Bambi’s first play with the Angels of Light was Whatever Happened to Baby Jesus?, a combination of the Biblical nativity story and “The Little Match Girl.” She sang Ariel’s Song from The Tempest, and Good Times magazine ran a photo of her. She went on to be the leading lady whenever Hibiscus asked her to be in his next play.
In 1973, Hibiscus called her to perform in The Enchanted Miracle in London. After the play’s run, she stayed in London for a year, and when Hibiscus called again, she left to Provincetown to perform in Razzamatazz. With Hibiscus, she said, her understanding of herself expanded.

In her 1996 book, The Unsinkable Bambi Lake, co-written with Alvin Orloff, she wrote, “A pattern was starting. I was the melancholy note in the sea of giddiness.” When she sang “Kiss Me” from the Marilyn Monroe movie Niagara, she realized that some singers are better at singing sad songs.
Later that year, she returned to Europe and made Berlin her home. At this time, Bambi started taking hormones and, before she knew it, became who she always knew she was. She returned to San Francisco in 1978 and threw herself into San Francisco’s fledgling punk scene. She sang with the all-female band VS and went on to tour Europe with The Stranglers. Upon her return, she realized that she was too sensitive to be a punk rocker. She went back to her roots and continued acting.
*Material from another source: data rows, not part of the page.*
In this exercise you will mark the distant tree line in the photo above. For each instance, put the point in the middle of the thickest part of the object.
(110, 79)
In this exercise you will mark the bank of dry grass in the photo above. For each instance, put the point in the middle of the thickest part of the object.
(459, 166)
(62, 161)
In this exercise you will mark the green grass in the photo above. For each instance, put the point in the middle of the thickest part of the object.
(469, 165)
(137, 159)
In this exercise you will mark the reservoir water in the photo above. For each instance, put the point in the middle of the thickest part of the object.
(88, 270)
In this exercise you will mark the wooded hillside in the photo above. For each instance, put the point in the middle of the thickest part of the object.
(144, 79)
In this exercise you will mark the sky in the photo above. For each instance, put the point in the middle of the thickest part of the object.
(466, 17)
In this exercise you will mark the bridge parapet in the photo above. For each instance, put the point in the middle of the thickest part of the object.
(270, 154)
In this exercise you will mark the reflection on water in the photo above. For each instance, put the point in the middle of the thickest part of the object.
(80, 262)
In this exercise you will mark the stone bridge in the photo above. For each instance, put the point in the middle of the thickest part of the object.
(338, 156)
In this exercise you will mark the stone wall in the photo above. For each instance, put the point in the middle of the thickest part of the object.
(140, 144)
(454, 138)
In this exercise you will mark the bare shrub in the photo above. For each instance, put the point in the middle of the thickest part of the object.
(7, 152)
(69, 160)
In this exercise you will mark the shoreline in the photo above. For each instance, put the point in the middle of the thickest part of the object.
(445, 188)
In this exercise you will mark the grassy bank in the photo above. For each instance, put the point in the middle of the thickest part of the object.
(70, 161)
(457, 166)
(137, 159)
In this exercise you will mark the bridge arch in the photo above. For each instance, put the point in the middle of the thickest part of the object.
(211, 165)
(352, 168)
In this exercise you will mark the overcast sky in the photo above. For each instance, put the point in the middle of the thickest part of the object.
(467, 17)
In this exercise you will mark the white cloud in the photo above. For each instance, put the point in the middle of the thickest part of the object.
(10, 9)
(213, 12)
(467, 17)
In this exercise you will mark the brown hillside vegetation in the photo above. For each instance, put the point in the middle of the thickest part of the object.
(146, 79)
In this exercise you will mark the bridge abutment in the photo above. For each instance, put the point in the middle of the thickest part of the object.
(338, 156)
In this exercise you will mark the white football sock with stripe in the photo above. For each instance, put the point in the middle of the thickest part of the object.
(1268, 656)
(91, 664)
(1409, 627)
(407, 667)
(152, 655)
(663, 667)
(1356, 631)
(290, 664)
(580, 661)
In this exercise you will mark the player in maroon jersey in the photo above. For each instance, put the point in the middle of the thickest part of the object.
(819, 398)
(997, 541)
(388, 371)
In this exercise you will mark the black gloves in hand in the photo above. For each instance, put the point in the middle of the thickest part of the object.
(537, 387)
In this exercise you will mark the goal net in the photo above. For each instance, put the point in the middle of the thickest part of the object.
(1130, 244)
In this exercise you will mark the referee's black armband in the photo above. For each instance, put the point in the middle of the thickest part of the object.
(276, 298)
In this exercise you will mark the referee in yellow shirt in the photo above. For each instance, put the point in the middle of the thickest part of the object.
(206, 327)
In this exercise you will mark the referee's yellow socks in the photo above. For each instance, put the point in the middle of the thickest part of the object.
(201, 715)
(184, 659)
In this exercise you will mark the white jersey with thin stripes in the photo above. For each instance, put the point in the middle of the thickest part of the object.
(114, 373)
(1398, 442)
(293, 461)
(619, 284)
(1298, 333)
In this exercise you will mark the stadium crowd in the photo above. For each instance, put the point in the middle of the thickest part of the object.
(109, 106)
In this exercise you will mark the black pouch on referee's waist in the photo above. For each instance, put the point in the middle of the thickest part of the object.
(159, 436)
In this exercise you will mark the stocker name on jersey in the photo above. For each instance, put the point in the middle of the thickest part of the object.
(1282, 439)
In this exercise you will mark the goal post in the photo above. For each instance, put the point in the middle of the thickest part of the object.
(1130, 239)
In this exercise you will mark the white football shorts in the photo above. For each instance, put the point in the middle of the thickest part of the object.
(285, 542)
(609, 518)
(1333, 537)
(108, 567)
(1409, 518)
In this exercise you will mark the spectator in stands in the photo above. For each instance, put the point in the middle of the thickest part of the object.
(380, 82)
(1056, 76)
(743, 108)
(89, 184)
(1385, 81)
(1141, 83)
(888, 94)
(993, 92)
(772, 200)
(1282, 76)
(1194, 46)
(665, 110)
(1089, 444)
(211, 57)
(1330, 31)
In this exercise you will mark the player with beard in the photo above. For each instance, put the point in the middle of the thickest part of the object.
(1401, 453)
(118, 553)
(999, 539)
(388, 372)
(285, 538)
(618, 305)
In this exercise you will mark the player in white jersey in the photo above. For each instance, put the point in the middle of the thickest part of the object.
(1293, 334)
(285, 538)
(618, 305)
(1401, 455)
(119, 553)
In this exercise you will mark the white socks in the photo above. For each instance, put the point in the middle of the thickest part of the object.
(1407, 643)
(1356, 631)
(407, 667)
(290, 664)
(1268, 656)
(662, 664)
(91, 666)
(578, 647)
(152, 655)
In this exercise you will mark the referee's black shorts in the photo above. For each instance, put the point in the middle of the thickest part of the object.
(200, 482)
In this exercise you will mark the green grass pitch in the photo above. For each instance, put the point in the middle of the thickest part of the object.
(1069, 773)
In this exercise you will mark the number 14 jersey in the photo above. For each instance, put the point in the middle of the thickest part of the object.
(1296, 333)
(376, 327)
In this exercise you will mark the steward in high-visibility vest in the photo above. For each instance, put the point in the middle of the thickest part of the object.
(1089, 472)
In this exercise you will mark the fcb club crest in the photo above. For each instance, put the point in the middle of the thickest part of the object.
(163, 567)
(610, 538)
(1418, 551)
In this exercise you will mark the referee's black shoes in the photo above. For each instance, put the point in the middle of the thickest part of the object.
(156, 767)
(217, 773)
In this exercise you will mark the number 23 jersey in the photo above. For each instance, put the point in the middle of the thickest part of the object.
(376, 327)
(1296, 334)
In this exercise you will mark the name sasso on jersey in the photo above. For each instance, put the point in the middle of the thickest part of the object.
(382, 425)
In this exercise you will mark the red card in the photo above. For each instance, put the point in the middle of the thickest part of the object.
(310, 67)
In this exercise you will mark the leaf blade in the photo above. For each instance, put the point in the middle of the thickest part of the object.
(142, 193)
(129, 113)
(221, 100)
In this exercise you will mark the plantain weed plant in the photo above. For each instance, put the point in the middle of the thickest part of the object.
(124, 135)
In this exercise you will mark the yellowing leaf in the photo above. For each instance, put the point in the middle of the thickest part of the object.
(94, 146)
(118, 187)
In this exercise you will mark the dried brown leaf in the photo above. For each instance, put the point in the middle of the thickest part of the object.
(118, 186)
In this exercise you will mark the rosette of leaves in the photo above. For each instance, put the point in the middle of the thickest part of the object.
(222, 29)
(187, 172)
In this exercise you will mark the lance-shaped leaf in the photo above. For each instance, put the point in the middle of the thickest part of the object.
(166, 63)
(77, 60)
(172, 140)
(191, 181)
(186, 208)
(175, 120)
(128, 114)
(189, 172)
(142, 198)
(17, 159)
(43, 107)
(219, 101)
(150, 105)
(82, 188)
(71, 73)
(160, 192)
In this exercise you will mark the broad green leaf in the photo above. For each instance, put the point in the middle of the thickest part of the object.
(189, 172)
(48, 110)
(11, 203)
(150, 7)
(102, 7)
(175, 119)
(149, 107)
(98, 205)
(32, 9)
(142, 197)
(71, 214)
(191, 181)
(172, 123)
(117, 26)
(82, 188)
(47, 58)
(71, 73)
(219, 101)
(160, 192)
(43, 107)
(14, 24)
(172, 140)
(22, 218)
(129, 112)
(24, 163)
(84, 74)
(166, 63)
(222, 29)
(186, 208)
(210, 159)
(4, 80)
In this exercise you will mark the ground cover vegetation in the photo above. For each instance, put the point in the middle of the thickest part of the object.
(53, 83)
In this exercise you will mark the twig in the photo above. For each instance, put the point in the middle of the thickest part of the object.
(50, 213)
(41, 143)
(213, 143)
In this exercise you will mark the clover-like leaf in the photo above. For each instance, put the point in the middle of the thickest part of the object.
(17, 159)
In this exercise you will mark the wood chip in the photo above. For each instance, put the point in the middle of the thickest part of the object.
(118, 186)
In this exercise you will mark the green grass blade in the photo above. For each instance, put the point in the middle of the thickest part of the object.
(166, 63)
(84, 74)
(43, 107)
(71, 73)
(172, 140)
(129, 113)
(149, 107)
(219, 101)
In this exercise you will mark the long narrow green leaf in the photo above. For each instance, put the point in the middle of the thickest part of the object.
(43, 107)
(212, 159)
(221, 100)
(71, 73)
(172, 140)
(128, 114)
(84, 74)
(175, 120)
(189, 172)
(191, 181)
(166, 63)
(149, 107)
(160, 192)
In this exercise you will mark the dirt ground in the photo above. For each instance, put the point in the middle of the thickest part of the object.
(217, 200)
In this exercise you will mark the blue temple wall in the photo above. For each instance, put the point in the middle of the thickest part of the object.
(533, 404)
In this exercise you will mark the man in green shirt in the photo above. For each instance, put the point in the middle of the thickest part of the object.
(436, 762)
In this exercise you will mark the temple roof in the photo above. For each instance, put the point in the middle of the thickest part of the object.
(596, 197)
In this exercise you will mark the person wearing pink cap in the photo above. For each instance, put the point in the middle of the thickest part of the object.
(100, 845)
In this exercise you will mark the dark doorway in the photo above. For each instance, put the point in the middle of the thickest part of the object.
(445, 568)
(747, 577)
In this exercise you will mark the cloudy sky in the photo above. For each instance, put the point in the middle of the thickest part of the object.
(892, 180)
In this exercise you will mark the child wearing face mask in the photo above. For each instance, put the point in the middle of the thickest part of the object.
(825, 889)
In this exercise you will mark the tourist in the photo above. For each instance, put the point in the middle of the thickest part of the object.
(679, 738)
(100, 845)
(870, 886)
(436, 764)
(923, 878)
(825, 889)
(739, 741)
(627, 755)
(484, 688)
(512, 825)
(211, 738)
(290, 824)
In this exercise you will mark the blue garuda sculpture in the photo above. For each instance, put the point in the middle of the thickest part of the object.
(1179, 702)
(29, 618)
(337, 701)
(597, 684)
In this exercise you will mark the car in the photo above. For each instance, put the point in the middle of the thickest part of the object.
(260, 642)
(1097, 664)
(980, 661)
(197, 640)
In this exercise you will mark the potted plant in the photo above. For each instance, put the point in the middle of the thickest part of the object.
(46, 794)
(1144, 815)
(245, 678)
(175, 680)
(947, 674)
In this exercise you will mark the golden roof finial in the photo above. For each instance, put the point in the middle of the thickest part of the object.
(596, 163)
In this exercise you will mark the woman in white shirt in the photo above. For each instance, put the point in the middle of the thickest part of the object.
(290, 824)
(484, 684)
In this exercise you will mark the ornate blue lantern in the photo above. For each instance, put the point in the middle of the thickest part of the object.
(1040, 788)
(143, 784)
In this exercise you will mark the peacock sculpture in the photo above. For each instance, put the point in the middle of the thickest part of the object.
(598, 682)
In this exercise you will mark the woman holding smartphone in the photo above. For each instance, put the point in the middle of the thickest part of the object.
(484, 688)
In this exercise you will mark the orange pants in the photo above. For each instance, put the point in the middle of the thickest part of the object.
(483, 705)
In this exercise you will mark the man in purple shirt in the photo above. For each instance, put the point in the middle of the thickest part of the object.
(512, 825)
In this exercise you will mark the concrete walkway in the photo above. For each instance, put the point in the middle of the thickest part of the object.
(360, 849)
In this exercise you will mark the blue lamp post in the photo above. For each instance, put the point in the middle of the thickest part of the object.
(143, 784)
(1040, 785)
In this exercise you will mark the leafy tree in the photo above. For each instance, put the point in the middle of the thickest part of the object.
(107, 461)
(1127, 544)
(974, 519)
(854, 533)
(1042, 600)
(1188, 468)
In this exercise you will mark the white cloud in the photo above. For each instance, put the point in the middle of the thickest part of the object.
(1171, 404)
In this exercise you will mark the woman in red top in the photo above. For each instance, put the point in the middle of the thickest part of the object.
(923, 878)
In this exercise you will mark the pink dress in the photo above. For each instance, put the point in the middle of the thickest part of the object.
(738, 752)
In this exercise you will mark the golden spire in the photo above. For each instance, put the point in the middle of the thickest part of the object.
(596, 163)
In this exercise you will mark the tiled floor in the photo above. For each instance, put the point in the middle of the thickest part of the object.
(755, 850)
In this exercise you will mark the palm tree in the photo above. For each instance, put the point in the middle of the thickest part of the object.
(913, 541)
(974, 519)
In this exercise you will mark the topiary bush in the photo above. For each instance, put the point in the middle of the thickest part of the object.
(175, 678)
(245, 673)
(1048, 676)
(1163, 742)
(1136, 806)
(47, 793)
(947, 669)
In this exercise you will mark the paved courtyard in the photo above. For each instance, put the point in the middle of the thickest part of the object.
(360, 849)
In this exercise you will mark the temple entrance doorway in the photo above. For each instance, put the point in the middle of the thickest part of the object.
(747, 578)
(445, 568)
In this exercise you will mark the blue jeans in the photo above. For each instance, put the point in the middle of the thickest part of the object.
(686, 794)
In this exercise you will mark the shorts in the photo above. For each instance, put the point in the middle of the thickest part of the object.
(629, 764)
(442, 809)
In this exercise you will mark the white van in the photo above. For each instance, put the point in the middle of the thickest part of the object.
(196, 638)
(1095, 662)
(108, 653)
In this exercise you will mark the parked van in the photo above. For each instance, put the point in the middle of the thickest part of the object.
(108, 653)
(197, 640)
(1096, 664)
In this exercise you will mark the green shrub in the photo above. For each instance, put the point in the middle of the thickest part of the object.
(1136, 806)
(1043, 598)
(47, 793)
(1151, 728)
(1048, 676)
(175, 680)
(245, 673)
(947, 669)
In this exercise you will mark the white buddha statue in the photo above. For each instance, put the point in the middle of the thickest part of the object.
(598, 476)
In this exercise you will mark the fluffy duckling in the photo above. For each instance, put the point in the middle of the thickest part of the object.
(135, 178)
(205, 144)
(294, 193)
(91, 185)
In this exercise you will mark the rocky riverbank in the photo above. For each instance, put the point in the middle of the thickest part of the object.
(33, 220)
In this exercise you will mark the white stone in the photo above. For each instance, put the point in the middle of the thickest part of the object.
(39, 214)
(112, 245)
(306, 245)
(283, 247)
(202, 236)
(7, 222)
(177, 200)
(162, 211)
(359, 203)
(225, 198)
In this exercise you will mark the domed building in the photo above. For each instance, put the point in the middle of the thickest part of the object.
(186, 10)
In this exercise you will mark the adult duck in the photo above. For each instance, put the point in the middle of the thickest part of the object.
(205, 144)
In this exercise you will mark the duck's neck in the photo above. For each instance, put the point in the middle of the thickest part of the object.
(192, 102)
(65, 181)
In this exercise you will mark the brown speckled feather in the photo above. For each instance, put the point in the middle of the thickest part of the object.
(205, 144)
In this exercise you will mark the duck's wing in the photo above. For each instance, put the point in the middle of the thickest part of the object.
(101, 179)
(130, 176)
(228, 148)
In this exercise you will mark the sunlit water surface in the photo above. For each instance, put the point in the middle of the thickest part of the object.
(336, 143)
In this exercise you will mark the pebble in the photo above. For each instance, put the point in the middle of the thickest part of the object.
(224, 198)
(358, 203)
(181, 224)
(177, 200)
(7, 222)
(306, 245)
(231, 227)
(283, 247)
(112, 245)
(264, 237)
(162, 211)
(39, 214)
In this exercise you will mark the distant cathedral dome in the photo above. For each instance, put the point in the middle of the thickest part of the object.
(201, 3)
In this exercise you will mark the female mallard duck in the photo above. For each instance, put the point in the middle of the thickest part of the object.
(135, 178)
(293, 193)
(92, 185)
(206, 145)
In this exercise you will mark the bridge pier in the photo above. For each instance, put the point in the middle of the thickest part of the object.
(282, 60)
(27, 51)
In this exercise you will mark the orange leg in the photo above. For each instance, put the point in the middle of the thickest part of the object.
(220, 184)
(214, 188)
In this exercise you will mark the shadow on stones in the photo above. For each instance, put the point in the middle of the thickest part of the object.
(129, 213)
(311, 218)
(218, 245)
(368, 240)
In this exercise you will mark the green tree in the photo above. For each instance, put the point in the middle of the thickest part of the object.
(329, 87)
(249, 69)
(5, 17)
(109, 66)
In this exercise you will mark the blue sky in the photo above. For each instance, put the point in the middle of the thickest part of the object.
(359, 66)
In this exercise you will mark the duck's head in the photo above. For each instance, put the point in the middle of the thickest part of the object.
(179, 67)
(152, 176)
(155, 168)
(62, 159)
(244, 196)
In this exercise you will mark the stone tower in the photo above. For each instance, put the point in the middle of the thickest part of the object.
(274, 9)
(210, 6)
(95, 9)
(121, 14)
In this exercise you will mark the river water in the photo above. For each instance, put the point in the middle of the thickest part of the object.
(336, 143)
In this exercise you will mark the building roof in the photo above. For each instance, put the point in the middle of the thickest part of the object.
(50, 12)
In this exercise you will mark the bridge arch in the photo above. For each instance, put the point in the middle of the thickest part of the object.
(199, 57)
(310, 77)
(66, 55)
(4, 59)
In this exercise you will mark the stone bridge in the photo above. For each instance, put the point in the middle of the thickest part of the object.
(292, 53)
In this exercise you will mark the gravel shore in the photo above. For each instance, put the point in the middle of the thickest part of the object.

In the 1980s, she began writing poetry and putting her words to music. Her best-known song, the autobiographical “The Golden Age of Hustlers,” is performed all over the world. In it, she laments, “It’s hard to find someone you can trust amidst the rhinestone and the rust.”
Despite being down and out, she sang sad songs on stages of all sizes all over San Francisco for more than 50 years and released her debut album, My Glamourous Life as a Broadway Hostess, in 2005. In a 2017 interview, she said her greatest talent was “making people cry.” Her voice was fierce and filled with enchanting melancholy.
After a brief hiatus, she launched a comeback in 2016 following her documentary, Sticks and Stones, directed by Silas Howard. Her last public performance was as part of the cast of the Dan Karkoska-produced Cockettes Are Golden: A 50th Anniversary Celebration, Jan. 4, 2020 at the Victoria Theatre.

It was a fitting end to a chanteuse who bared it all, wore her heart on her sleeve, inspired many, and always left audiences wanting more.